When you lose someone special
Today is the day of your funeral.you passed away while giving birth to Jimin's son park Dae-hyun it was very difficult for the boys to handle especially Jimin he wanted to raise a child with you that's all you guys talked about was wanted to see your child happy with a mom and dad but sadly it's just the dad that's going to be in your life. it's going to be a struggle living as a single parent who never grew up with a mom. everyone entered into a quiet room and said a speech about what they loved about you and what they will miss about you. It's was the love of your life who is next.

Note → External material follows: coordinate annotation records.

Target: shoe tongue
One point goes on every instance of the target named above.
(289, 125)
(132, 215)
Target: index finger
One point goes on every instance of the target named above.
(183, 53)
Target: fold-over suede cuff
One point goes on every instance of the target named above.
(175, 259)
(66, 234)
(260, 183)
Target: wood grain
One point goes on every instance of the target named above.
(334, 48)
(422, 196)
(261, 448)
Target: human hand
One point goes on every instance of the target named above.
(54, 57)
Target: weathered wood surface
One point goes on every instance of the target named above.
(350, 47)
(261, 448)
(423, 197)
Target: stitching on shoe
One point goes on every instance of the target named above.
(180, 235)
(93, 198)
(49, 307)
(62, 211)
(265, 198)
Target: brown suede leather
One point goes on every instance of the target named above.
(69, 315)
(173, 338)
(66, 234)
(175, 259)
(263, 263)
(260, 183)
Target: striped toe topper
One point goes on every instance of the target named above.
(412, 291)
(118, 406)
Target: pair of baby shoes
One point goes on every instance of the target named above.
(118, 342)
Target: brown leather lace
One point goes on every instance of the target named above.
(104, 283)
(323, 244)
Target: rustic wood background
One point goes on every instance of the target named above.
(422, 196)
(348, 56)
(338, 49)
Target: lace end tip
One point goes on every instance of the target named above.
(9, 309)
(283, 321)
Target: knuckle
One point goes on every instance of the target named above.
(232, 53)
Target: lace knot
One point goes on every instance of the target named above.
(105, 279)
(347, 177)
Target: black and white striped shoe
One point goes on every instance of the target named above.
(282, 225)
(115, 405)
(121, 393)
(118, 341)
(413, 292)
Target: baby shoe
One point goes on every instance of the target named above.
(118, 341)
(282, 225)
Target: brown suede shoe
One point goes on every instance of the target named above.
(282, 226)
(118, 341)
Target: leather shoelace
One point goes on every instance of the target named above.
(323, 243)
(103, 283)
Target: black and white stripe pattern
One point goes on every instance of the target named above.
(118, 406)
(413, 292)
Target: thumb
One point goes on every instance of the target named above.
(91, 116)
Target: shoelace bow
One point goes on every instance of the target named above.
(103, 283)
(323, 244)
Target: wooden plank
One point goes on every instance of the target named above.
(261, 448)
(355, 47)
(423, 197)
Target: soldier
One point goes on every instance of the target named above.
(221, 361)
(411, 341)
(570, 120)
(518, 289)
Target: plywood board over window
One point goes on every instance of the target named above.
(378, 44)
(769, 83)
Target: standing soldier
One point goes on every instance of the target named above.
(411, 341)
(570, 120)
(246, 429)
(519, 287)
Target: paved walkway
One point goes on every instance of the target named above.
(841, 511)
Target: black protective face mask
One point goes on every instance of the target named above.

Jimin stood up and stood in front of his 6 brothers who have been there with you and Jimin since day one he finally have the strength to speak on everything since your death.
Jimin:
I stepped up on the stage everything was so quiet I could only feel my heart beat and my feet stomp on the group as I go up the stairs. everyone was facing me waiting for me to speak I knew they were looking at my but I didn't dare look back."We all came today to talk about y/n my best friend,my soulmate, the love of my life. I know she is watching on all of us today. she was really special I can still remember the first day I met her. she was with all of her friends she came up to me and gave me a big hug and say she would like to be my friend I got her number that day. we always met up and played in the park together I remember wrapping my arms around her before she fell. we both landed on the ground together I saw one of the best things that made me happy... her smile. I knew it was the day.. the day I wanted to be with her forever... I've seen her through her bad times and good times her goofy times till her evil times but that never stop me from loving her. It's hard losing someone your holding her hand the last few minutes of her life. she was getting colder and stiff and then, then she was gone. gone from me and our baby. Gone from all of us. I regret the days not saying I love you or when I couldn't be there for her when she was sick. It's hard losing someone you loved so much. And I take everything to my heart that I did bad for her or when I wasn't there for her when she needed it. I regret everything and I will always take this pain even to my grave.